Navistar said its competitors have declined to participate in a fuel-economy challenge the manufacturer proposed last month to be held at its proving ground in Indiana.

“International Truck has a long history of conducting competitive vehicle testing, and we still believe transparent, head-to-head testing using industry-recognized methodology of similarly spec’d competitive models is the most objective means to benchmark performance. It enables truck manufacturers to design better vehicles and allows customers to make more informed decisions,” the company said in a statement.

The test would have compared fuel economy of each company’s best performing Class 8 truck against Navistar’s International.

The showdown was scheduled to take place at the manufacturer’s new proving grounds in New Carlisle, Indiana, during the week of Aug. 31.



Navistar said that, despite the rejection of its challenge, the company remains confident in the fuel economy and uptime of its current generation of vehicles.

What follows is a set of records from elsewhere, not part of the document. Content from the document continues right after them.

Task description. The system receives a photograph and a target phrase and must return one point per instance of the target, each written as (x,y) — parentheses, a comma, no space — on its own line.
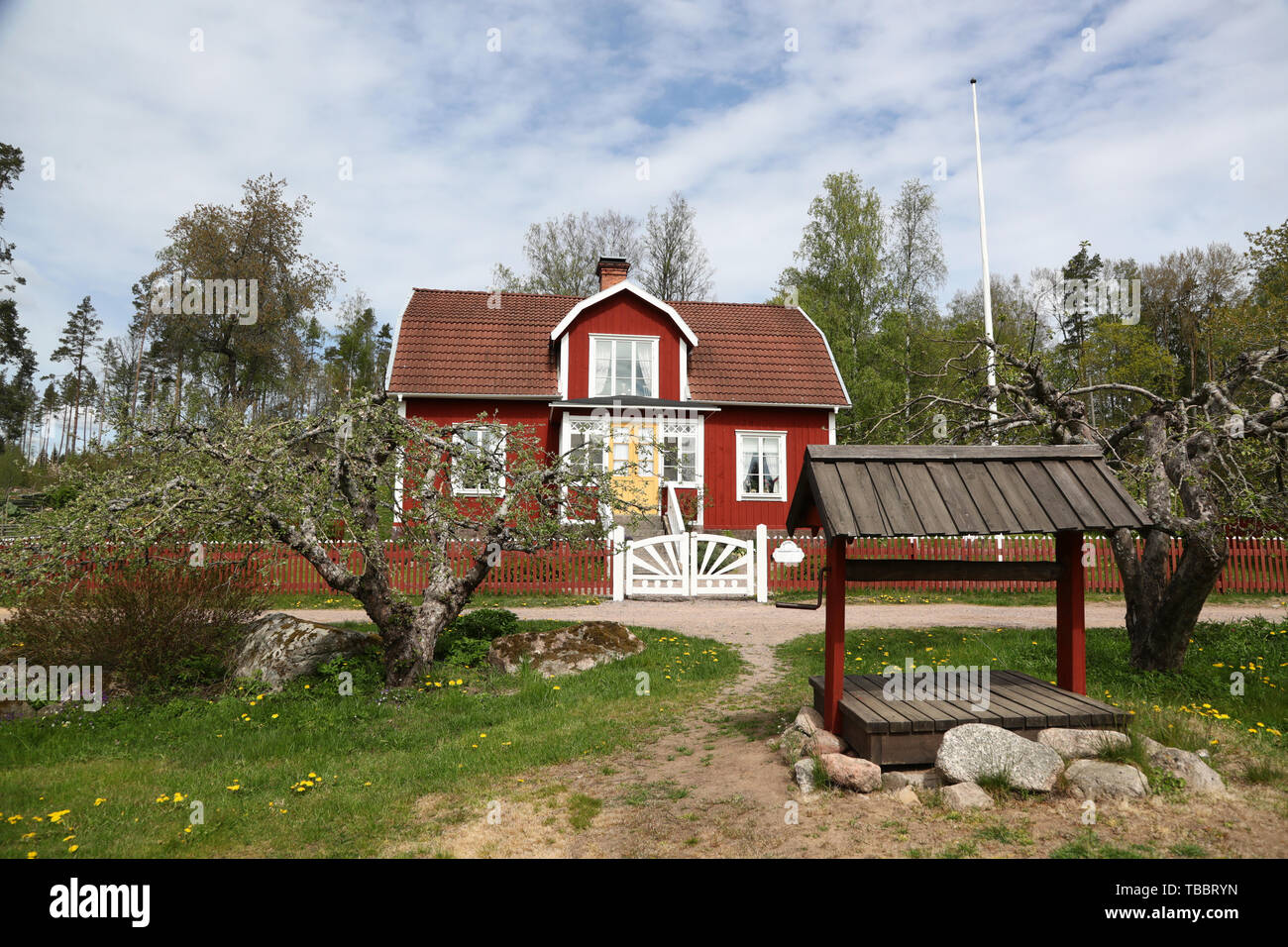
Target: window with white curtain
(622,365)
(760,466)
(681,459)
(475,474)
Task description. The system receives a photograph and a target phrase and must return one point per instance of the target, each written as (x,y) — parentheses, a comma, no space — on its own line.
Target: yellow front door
(635,471)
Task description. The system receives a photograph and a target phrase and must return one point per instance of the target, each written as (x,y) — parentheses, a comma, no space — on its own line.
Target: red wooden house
(711,403)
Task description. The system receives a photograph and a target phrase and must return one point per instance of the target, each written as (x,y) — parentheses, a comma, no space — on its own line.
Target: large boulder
(978,750)
(823,742)
(850,772)
(1100,780)
(281,647)
(565,650)
(1078,745)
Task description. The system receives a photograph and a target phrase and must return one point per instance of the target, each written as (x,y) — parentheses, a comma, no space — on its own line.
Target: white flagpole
(988,287)
(983,252)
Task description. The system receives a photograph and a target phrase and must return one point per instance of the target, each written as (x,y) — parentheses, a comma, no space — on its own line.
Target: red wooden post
(833,646)
(1070,629)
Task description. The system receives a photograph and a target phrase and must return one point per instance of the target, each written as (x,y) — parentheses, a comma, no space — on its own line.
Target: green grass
(1091,845)
(1192,709)
(322,775)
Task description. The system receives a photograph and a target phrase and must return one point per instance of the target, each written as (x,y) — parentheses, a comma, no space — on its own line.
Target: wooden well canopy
(896,489)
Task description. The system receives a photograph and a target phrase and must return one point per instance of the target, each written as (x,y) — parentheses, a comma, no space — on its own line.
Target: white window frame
(655,341)
(604,429)
(498,489)
(781,436)
(682,429)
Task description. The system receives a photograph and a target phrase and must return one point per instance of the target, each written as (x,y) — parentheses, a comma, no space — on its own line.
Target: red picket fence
(584,570)
(1254,565)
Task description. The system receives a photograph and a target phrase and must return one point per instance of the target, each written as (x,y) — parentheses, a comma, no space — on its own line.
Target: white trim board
(623,286)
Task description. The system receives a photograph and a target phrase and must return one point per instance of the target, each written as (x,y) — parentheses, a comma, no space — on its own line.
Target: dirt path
(712,785)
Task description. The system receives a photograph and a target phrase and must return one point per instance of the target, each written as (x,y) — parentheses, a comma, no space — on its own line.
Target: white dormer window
(623,365)
(760,468)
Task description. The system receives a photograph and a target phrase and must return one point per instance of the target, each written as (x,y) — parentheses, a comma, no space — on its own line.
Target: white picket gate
(687,565)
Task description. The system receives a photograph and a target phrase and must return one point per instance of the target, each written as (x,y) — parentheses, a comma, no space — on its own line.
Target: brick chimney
(610,270)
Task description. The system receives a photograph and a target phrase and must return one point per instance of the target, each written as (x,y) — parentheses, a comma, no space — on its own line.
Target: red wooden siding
(722,508)
(623,315)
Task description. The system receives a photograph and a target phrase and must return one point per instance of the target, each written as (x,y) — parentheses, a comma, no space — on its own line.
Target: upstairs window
(480,468)
(760,466)
(622,365)
(681,459)
(587,445)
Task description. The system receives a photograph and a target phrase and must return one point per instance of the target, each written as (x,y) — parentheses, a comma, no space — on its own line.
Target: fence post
(618,564)
(761,561)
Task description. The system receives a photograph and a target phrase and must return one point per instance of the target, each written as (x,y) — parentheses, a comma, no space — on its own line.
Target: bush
(155,628)
(482,625)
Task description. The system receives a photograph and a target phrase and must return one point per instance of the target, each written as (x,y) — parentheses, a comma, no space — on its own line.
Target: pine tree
(76,344)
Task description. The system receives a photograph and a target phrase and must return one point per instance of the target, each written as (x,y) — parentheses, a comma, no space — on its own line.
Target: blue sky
(455,149)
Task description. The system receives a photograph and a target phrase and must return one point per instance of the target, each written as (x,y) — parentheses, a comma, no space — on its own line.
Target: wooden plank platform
(910,731)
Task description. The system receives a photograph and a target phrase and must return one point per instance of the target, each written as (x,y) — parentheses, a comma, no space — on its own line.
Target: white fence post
(688,554)
(761,564)
(618,564)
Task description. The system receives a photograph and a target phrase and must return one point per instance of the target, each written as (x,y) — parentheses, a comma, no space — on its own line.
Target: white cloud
(456,150)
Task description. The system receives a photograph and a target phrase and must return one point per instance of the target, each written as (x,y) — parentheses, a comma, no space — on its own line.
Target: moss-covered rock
(566,650)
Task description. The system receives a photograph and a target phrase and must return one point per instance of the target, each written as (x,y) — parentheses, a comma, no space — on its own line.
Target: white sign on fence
(789,554)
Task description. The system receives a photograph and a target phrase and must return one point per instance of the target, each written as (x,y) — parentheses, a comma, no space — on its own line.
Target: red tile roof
(452,343)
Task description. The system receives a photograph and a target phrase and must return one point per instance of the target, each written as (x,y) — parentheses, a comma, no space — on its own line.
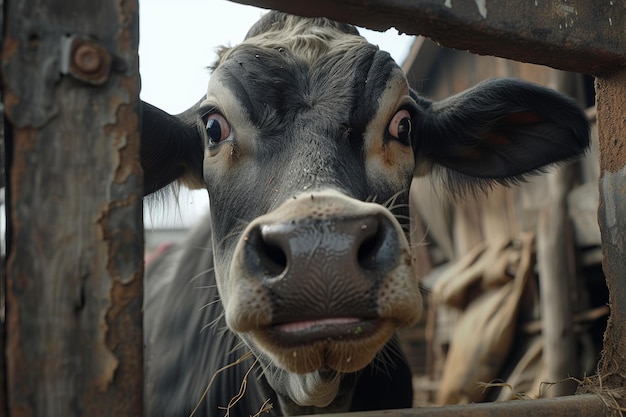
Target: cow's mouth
(299,333)
(340,344)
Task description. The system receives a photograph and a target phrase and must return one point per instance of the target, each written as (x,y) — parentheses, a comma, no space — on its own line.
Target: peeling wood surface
(579,36)
(611,102)
(573,406)
(74,268)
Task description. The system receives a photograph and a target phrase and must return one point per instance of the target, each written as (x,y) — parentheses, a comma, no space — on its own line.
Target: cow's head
(307,141)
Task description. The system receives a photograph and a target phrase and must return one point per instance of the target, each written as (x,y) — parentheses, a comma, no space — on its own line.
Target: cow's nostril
(372,239)
(273,258)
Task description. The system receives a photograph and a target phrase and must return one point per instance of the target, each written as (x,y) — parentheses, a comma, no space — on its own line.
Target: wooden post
(74,268)
(611,116)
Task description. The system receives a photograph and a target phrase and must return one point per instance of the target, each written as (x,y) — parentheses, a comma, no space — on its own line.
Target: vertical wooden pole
(611,116)
(74,267)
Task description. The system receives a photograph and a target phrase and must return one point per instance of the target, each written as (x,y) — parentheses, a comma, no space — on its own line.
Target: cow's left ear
(171,149)
(500,130)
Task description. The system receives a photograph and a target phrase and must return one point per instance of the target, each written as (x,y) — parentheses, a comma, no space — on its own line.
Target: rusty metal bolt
(89,61)
(87,58)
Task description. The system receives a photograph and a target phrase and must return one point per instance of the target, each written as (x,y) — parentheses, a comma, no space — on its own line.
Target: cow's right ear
(499,130)
(171,149)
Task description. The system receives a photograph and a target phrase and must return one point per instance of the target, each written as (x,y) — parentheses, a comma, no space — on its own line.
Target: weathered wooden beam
(611,105)
(74,269)
(587,405)
(580,36)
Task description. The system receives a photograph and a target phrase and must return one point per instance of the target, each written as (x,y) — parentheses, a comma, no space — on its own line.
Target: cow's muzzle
(322,282)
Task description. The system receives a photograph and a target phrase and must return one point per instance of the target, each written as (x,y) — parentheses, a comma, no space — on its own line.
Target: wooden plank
(573,406)
(74,268)
(556,265)
(611,102)
(579,36)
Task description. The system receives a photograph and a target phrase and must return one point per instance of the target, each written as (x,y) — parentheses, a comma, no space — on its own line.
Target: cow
(307,140)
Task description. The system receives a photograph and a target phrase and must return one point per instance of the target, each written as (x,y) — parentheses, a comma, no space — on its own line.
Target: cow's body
(307,141)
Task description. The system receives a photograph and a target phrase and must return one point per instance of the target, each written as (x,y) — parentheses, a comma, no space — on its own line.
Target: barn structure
(71,327)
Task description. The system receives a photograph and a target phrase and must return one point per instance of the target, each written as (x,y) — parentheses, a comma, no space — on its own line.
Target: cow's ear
(171,149)
(499,130)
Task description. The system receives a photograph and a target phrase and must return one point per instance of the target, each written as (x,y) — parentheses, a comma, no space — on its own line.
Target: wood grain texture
(74,282)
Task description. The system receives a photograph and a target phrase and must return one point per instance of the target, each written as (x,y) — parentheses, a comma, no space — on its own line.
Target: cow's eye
(217,128)
(400,126)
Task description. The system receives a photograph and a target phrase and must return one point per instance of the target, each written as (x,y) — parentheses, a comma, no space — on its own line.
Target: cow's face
(307,140)
(308,166)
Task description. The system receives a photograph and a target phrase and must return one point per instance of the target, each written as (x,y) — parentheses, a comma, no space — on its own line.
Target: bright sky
(177,42)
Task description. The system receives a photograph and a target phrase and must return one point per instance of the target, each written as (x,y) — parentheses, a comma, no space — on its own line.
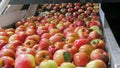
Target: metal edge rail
(111,44)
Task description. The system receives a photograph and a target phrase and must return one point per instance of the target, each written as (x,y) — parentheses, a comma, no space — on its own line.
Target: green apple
(96,64)
(67,65)
(48,64)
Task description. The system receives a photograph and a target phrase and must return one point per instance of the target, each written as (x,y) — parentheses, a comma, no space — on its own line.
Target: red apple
(25,61)
(36,48)
(99,54)
(42,55)
(86,48)
(24,50)
(16,37)
(83,32)
(81,59)
(98,44)
(4,38)
(7,52)
(29,43)
(7,62)
(71,48)
(48,64)
(67,65)
(79,42)
(44,44)
(94,35)
(41,30)
(13,45)
(63,56)
(46,35)
(96,64)
(55,38)
(2,43)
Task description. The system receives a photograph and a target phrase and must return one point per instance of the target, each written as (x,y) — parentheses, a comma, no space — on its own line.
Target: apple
(7,62)
(30,31)
(55,38)
(94,23)
(70,9)
(96,64)
(46,35)
(44,44)
(41,29)
(4,38)
(67,65)
(54,31)
(70,48)
(42,55)
(83,32)
(7,52)
(63,56)
(67,30)
(1,29)
(25,61)
(81,59)
(21,28)
(29,43)
(99,54)
(63,10)
(94,28)
(36,48)
(59,44)
(86,48)
(79,42)
(24,50)
(13,45)
(79,23)
(16,37)
(94,35)
(2,43)
(70,40)
(19,23)
(48,64)
(52,49)
(98,44)
(76,7)
(4,34)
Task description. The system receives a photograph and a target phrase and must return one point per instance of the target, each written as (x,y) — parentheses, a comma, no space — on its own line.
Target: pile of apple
(69,35)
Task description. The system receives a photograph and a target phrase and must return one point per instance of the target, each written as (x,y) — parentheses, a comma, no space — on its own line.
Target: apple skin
(2,43)
(81,59)
(7,62)
(25,61)
(86,48)
(79,42)
(29,43)
(42,55)
(16,37)
(98,44)
(99,54)
(94,34)
(96,64)
(44,44)
(24,50)
(7,52)
(52,49)
(48,64)
(67,65)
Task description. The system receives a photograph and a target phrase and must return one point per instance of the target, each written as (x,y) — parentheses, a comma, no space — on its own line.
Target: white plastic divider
(10,18)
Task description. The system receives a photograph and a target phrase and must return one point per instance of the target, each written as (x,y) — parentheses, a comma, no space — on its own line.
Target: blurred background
(112,13)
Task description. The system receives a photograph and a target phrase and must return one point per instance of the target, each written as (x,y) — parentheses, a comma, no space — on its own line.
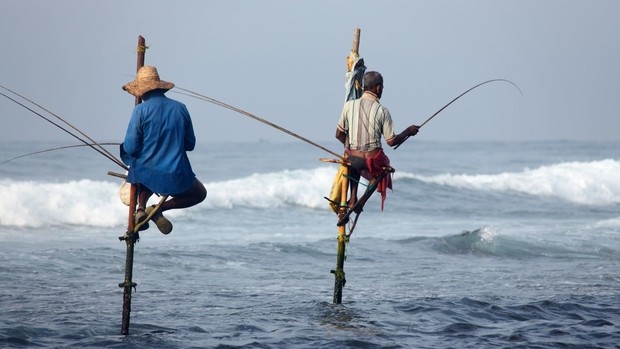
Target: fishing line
(459,96)
(243,112)
(53,149)
(93,144)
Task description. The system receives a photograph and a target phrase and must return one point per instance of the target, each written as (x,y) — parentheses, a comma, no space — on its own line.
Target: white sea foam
(96,203)
(590,183)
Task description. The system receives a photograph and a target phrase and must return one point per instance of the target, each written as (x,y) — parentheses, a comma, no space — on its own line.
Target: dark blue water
(481,245)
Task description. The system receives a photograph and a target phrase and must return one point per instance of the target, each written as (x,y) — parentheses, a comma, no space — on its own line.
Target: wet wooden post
(131,237)
(339,274)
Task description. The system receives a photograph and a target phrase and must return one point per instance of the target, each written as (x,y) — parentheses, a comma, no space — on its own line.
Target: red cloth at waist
(375,167)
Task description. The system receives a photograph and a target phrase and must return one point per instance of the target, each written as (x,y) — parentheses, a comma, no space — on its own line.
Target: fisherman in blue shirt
(159,134)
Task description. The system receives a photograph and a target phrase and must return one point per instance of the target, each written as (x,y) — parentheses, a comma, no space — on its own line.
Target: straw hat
(146,80)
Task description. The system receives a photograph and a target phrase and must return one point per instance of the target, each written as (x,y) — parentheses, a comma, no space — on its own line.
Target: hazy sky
(285,61)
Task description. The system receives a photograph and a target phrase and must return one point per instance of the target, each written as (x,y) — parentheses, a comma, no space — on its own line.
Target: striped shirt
(365,120)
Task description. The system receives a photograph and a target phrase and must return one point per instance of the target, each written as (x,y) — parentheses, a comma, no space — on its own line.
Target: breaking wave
(96,203)
(589,183)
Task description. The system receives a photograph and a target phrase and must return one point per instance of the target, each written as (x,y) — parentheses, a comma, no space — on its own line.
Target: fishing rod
(459,96)
(93,144)
(57,148)
(243,112)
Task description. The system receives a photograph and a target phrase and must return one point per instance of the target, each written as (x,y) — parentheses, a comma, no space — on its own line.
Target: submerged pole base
(339,283)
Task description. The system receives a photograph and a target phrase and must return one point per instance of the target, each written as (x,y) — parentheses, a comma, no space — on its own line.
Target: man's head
(373,82)
(147,80)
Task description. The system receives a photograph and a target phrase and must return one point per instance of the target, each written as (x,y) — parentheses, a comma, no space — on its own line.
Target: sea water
(480,245)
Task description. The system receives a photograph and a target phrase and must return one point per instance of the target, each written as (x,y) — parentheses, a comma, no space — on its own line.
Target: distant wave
(96,203)
(590,183)
(487,242)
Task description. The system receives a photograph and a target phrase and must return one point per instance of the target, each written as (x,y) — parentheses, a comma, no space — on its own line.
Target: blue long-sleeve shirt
(159,134)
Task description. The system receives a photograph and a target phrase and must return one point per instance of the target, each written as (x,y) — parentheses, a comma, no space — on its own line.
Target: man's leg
(193,196)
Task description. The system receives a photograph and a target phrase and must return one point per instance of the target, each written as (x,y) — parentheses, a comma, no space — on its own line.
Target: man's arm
(341,136)
(402,137)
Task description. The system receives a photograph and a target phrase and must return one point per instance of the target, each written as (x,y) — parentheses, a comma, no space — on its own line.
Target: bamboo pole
(339,274)
(131,237)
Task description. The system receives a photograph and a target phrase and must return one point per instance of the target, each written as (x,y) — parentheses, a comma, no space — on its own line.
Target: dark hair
(372,79)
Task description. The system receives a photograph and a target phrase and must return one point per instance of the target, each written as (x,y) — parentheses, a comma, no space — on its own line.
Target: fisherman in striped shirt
(361,125)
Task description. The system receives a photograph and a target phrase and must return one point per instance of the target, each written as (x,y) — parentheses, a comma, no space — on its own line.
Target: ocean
(480,245)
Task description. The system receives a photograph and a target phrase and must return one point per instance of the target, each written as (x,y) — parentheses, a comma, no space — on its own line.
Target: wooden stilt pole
(339,275)
(340,279)
(131,237)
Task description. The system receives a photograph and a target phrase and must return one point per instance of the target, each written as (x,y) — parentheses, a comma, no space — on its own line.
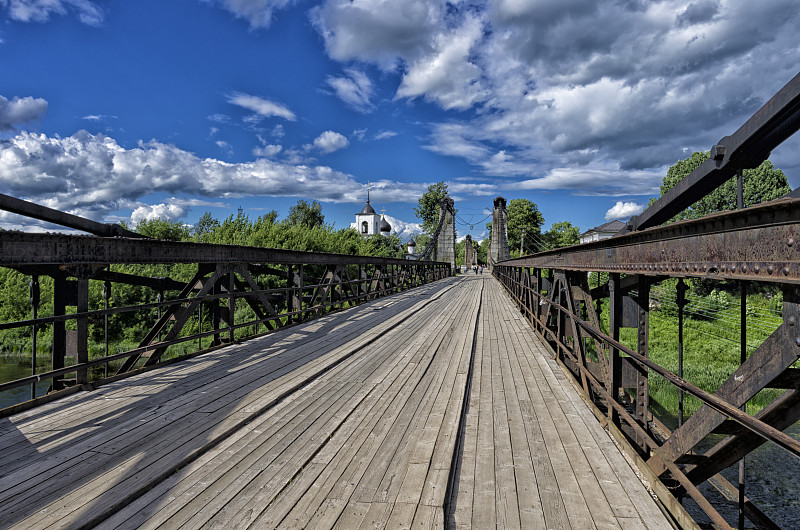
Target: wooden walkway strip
(367,418)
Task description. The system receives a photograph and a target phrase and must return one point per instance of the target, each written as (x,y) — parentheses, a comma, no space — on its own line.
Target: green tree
(763,183)
(427,208)
(561,235)
(164,229)
(305,214)
(205,225)
(523,215)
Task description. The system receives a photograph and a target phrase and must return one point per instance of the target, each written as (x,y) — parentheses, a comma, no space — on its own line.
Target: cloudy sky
(121,110)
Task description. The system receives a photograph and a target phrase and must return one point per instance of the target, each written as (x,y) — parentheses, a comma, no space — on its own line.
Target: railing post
(82,353)
(294,301)
(215,313)
(35,299)
(615,364)
(642,384)
(681,301)
(231,304)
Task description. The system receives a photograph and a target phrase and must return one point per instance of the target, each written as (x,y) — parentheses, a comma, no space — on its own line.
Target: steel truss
(281,287)
(759,244)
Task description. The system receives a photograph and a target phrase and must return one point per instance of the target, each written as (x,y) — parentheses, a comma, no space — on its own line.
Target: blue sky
(128,110)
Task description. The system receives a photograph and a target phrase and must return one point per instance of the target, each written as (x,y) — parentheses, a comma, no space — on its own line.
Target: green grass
(711,351)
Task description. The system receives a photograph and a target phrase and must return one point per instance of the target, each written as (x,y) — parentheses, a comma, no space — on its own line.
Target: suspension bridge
(376,392)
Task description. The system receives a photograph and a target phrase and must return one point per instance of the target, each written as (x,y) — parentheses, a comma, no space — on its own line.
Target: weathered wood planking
(349,421)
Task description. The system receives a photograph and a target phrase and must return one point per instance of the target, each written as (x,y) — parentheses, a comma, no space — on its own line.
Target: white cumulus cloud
(354,88)
(257,12)
(93,176)
(624,210)
(562,86)
(17,111)
(262,107)
(40,10)
(330,141)
(170,212)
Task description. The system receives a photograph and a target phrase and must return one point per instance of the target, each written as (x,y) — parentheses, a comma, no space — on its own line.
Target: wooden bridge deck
(353,420)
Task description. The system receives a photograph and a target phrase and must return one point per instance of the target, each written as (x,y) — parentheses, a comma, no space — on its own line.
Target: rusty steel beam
(750,145)
(761,243)
(43,213)
(20,249)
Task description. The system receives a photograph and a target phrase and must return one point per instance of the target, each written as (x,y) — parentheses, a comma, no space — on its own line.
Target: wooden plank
(71,477)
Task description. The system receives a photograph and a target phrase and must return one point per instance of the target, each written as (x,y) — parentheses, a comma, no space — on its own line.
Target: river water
(11,371)
(772,482)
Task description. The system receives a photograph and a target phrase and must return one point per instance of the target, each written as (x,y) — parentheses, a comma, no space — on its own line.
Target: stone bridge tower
(446,244)
(498,245)
(469,259)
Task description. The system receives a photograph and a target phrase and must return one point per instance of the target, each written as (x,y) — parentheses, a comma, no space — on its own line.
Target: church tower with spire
(369,223)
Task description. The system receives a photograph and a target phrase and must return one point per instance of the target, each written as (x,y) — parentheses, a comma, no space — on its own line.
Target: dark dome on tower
(385,226)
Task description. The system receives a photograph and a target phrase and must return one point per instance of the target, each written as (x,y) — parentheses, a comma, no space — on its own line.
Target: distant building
(412,249)
(601,232)
(369,223)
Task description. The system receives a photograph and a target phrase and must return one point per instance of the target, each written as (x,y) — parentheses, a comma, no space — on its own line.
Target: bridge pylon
(498,245)
(469,258)
(446,242)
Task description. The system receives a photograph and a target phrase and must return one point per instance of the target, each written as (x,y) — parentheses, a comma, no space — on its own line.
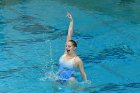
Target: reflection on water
(4,3)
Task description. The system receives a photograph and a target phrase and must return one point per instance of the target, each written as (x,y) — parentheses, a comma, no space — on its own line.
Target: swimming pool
(32,39)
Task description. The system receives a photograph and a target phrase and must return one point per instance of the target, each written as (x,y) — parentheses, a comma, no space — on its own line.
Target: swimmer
(69,61)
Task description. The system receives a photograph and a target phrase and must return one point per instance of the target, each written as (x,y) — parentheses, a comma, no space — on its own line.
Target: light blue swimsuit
(66,68)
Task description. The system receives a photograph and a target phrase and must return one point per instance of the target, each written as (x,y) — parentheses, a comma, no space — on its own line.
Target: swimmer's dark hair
(74,43)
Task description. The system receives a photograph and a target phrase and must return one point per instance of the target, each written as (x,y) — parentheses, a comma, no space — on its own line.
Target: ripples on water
(37,32)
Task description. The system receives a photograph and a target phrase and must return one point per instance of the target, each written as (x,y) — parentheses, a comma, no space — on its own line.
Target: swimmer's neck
(70,55)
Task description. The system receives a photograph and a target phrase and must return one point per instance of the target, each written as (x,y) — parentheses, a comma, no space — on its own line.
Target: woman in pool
(69,61)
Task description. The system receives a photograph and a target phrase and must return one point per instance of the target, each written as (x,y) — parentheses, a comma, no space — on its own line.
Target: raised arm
(70,29)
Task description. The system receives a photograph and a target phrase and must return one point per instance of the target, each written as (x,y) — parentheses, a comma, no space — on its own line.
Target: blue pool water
(32,38)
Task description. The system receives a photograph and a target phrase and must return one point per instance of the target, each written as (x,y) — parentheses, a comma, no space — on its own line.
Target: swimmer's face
(69,47)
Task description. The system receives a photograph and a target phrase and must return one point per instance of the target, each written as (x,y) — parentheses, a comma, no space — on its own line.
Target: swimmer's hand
(69,16)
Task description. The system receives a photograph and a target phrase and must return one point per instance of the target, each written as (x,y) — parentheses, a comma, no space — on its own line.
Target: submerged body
(66,68)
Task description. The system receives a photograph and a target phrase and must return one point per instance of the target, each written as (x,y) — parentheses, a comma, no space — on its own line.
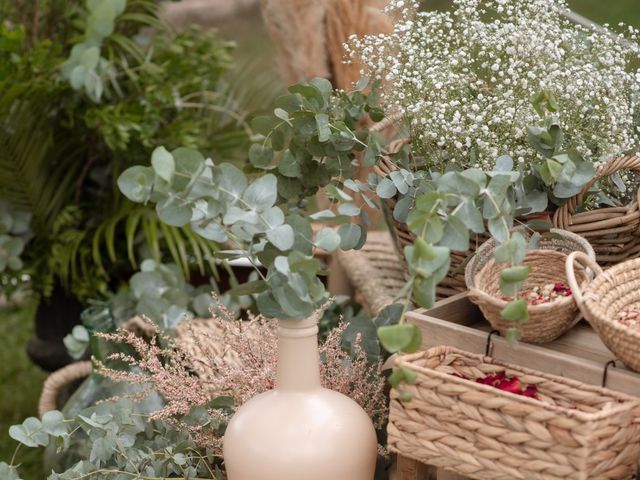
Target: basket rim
(627,401)
(590,298)
(542,308)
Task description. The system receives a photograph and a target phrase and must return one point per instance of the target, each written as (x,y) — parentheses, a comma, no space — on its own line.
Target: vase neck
(298,358)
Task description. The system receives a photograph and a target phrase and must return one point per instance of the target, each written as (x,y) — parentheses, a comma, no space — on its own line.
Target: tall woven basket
(602,299)
(572,431)
(614,232)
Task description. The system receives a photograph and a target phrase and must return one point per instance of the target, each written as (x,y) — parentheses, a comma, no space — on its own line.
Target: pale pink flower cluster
(237,359)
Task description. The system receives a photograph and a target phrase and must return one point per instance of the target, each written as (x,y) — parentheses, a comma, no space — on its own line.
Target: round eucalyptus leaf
(173,212)
(262,193)
(282,237)
(351,236)
(136,183)
(163,163)
(327,239)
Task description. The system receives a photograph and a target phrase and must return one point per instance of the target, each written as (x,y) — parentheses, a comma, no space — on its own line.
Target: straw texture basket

“Testing grounds and proving grounds are great for specific testing of vehicles — for specific performance attributes — but it does not represent the real conditions our trucks run in with our customers,” Diane Hames, Daimler Trucks North America’s general manager of sales and marketing, said July 27 about the challenge.

The test would have been for on-highway sleeper model-year 2016 trucks with only factory-installed options allowed, including hardware, software and fluids.

“We’re all proud of our trucks, and I believe that running our vehicles in an open and transparent forum, side by side, will not only raise the watermark but will also benefit each of our customers in this industry,” Navistar Senior Vice President Jeff Sass previously said in a statement.